A perfect Illustration with DALL·E.
Art of Prompt Design: it’s all about YOU.
I daily get requests (since not everybody still has DALL·E access) to create images with specific prompts. One of the most frequent asked questions is the following one:
Q. Can DALL-E create an illustration to a text if you input this text as PROMPT?
My answer should be(even if it sounds rude):
A. No, that isn’t how a PROMPT works.
But things are more complicated than they seem.
Sure, DALL·E is Transformer-driven, so every single part of a prompt you put in will be taken with focussed attention by the model to create a coherent image with inner logic. Sometimes you get some unusual pictures.
For example, for the verse from the song Home Sweet Home by Mötley Crüe:
You know that I’ve seen
Too many romantic dreams
Up in lights, falling off the silver screen.
DALL·E created this fine visual experience:
You don’t really recognize the topics from the textual prompt besides “light” or “silver”, but the vibe, the energy, is here.
Sometimes if you copy-paste the text, you won’t get that something, what you would like to see.
In the case of the Tragic Kingdom by No Doubts:
They pay homage to a king,
Whose dreams are buried in their minds,
His tears are frozen stiff,
Icicles drip from his eyes.
The typical completion will contain a series of “icicles”, historical places, antique kings, and sightseeing. Visually impressive but not really what we are trying to achieve.
In such cases, you finally realize it:
It isn’t just about text. It’s about the vision. It’s about the concept, probably shimmering through the meta level.

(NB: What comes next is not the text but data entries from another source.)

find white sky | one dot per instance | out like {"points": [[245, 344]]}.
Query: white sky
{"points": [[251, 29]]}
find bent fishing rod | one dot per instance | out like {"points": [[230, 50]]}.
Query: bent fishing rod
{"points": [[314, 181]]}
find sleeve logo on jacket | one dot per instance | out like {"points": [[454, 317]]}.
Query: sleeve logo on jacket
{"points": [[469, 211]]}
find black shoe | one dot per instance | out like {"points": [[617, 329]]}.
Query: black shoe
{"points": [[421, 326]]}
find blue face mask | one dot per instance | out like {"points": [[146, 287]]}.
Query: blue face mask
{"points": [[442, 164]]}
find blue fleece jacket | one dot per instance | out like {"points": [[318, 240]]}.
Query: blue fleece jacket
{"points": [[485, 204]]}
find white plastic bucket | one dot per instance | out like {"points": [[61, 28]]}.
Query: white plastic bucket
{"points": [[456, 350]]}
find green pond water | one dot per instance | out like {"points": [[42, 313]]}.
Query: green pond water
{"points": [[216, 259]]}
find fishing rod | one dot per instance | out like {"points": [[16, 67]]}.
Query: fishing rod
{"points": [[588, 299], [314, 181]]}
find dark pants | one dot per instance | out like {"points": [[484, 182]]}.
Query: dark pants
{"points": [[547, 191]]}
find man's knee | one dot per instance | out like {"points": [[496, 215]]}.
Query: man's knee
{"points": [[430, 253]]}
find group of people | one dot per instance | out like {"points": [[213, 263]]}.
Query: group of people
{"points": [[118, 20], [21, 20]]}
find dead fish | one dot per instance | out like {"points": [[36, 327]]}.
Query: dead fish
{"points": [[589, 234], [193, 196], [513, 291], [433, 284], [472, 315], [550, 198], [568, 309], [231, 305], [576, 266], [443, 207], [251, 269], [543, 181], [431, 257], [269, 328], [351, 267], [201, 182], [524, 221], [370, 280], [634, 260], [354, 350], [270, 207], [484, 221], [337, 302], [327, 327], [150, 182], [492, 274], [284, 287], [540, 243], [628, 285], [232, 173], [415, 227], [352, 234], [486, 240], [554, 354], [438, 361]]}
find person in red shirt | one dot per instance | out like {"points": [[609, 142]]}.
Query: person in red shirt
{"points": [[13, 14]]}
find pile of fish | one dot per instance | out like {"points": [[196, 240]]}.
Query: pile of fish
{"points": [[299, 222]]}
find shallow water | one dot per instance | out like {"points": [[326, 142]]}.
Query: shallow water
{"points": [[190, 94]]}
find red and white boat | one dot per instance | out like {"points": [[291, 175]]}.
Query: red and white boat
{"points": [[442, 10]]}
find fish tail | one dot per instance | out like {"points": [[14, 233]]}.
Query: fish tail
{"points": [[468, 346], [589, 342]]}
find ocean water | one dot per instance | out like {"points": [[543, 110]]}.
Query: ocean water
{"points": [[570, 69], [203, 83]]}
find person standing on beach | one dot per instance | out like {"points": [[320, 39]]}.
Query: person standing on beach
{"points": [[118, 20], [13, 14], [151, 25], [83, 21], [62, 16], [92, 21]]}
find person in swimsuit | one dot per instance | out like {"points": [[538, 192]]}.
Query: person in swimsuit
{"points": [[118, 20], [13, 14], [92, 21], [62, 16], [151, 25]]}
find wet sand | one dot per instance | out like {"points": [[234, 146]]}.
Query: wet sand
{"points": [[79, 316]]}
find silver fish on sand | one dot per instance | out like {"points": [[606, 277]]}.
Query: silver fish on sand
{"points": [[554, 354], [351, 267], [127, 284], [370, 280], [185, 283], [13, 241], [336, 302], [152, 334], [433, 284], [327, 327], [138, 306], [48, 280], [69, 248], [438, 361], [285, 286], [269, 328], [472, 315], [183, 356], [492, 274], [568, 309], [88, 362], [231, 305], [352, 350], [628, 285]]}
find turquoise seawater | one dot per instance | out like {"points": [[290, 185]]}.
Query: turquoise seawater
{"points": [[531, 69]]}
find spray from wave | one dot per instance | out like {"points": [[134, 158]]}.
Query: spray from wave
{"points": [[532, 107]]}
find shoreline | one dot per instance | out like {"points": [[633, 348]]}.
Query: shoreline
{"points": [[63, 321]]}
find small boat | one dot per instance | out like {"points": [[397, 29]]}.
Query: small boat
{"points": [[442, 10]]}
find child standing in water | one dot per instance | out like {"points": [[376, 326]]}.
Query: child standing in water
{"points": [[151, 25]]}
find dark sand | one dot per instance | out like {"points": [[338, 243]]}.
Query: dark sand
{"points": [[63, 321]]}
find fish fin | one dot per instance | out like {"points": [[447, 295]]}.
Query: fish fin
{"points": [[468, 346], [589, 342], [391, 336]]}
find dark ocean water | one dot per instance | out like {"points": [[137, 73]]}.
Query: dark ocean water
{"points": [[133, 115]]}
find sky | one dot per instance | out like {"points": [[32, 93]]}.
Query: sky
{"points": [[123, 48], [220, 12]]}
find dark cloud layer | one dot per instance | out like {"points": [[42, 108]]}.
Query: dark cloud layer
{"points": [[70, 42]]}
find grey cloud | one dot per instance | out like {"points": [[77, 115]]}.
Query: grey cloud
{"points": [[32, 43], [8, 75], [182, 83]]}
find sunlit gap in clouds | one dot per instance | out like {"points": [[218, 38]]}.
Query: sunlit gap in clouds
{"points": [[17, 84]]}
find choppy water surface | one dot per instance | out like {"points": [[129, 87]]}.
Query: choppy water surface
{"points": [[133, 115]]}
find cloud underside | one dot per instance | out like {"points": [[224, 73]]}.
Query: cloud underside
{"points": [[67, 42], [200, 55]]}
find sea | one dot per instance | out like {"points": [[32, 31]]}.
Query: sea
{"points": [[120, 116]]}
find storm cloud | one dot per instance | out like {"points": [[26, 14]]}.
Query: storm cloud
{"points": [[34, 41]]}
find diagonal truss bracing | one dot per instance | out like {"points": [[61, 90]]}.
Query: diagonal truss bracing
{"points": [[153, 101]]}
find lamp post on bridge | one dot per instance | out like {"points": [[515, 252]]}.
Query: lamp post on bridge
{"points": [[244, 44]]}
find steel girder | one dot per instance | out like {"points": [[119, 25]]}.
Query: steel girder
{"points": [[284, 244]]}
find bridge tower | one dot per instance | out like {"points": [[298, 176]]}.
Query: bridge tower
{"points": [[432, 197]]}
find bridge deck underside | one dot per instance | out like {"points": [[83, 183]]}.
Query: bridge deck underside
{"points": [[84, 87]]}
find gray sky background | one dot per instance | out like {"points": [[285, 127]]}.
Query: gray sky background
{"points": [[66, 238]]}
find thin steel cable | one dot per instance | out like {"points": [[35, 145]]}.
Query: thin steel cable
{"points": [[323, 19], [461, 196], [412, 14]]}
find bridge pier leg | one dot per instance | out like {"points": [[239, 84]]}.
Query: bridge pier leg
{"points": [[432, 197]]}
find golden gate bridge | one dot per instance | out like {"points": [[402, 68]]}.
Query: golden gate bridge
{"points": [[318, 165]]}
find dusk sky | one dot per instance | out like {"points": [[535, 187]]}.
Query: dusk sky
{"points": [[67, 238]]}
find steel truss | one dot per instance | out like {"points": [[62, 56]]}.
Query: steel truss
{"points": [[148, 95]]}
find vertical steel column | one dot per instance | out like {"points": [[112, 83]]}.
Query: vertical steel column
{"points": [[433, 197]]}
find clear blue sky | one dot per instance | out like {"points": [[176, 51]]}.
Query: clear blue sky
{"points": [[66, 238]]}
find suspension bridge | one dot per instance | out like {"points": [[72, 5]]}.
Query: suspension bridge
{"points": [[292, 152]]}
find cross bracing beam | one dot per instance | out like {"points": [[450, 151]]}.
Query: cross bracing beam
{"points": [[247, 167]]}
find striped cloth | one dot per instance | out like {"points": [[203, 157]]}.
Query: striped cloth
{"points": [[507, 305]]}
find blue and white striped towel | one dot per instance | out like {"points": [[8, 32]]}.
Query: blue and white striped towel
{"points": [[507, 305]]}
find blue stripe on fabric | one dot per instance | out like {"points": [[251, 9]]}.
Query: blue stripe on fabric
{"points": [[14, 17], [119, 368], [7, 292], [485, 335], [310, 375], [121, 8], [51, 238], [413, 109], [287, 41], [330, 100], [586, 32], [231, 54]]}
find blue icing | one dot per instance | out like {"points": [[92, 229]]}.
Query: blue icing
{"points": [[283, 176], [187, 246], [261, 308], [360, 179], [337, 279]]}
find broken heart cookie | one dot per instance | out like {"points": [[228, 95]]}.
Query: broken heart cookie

It can help in such cases to reach back to an artist. For example, by adding “Painting by Salvador Dalí”, you will get a variety of visions:
Here you see kings, icicles, and eyes, but in such surreal juxtapositions that every such image could serve already as a perfect illustration.
The same is with literary works. By copypasting the final sentences from Hemingway’s The Old Man and the Sea
“Up the road, in his shack, the old man was sleeping again. He was still sleeping on his face and the boy was sitting by him watching him. The old man was dreaming about the lions”

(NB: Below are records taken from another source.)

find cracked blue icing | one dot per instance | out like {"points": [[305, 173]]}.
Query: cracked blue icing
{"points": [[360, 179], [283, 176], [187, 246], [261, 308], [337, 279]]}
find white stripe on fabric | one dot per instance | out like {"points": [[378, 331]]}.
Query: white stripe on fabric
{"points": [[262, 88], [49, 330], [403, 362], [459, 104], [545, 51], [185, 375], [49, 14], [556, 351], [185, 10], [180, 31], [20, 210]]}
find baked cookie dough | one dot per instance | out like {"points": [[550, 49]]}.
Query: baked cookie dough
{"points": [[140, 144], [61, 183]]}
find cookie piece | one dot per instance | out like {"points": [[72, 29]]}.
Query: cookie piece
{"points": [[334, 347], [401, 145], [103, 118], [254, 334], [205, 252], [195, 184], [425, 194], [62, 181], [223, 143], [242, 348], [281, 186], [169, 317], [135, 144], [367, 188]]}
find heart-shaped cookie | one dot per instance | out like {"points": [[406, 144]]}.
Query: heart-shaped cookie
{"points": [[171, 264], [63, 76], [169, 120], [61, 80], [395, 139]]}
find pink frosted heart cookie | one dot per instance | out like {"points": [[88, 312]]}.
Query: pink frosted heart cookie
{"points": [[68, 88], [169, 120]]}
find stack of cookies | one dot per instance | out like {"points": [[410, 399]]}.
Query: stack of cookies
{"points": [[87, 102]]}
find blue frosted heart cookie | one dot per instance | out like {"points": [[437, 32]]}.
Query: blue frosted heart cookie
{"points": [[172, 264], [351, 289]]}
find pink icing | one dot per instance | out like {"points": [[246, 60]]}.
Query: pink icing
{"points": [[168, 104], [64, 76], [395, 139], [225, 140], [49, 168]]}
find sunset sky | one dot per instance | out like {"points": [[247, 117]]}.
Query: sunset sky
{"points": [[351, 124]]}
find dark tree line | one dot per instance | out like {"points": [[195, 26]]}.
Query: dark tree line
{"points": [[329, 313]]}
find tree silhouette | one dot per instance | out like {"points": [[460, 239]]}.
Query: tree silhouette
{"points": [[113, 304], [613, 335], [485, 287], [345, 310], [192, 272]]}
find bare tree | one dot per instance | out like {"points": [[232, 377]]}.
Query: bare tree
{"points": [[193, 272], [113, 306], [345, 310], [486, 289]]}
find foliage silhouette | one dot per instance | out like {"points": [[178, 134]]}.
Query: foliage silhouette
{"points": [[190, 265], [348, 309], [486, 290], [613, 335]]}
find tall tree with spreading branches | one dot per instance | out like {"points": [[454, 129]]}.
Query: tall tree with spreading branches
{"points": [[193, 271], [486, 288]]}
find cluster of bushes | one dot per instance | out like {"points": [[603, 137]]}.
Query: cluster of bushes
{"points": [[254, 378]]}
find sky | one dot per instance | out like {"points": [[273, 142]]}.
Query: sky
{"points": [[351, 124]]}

you will get decent photorealistic images of lions. No old men, no boys here.
Does DALL·E fail here? Nope. We fail. The self-attention is focused on lions. We have to provide to DALL·E a proper PROMPT.
So, by applying different artists — and by changing (simplifying) prompts, we get an already emotionally loaded series of art: in our case by Dalí, J.C. Leyendecker, Magritte, and Botticelli:
For these images, I had to adjust the PROMPTs to get it all together.
If we try now different prompts, we will get more and more toward our goal:
The old man is sleeping, he has dream about lions — and a boy sits near the old man. An illustration by Shaun Tan.
Here we still miss the boy, and sometimes it’s the lion who is sleeping. (Shaun Tan, because he is a great illustrator)
Let’s try it with Norman Rockwell and with another change of the prompt
Now we see more coherence, but sometimes its anther composition: a boy is sleeping in bed, a lion is sitting near him.
If we try Norman Rockwell and “oil painting”, we get even better results:
The old man is sleeping in bed and having a dream about lions; and a boy sits near the bed of the old man. An oil painting by Norman Rockwell.
By changing the artist to J.C.Leyendecker, we get a variety of emotional imagery:
Or we can try Jacek Yerka:
…and suddenly the Old Man disappears:
And this is still not the end of the journey. After all, the most decent result would be, if we get rid of style transfers and mentioning existent artists — by creating it just with DALL·E’s own creative capacity (which is endless).
For example, this:
Because now you get the whole picture finally:
The congenial illustration DALL·E cannot be achieved by just reusing the original text as a prompt. You have to become a proactive artist. You have to become creative. You have to get a vision of the final result. And you have to apply your prompt design skills to achieve it.
DALL·E doesn’t mean the end of human creativity. It opens new ways for storytelling. And for creative human-machine collaboration.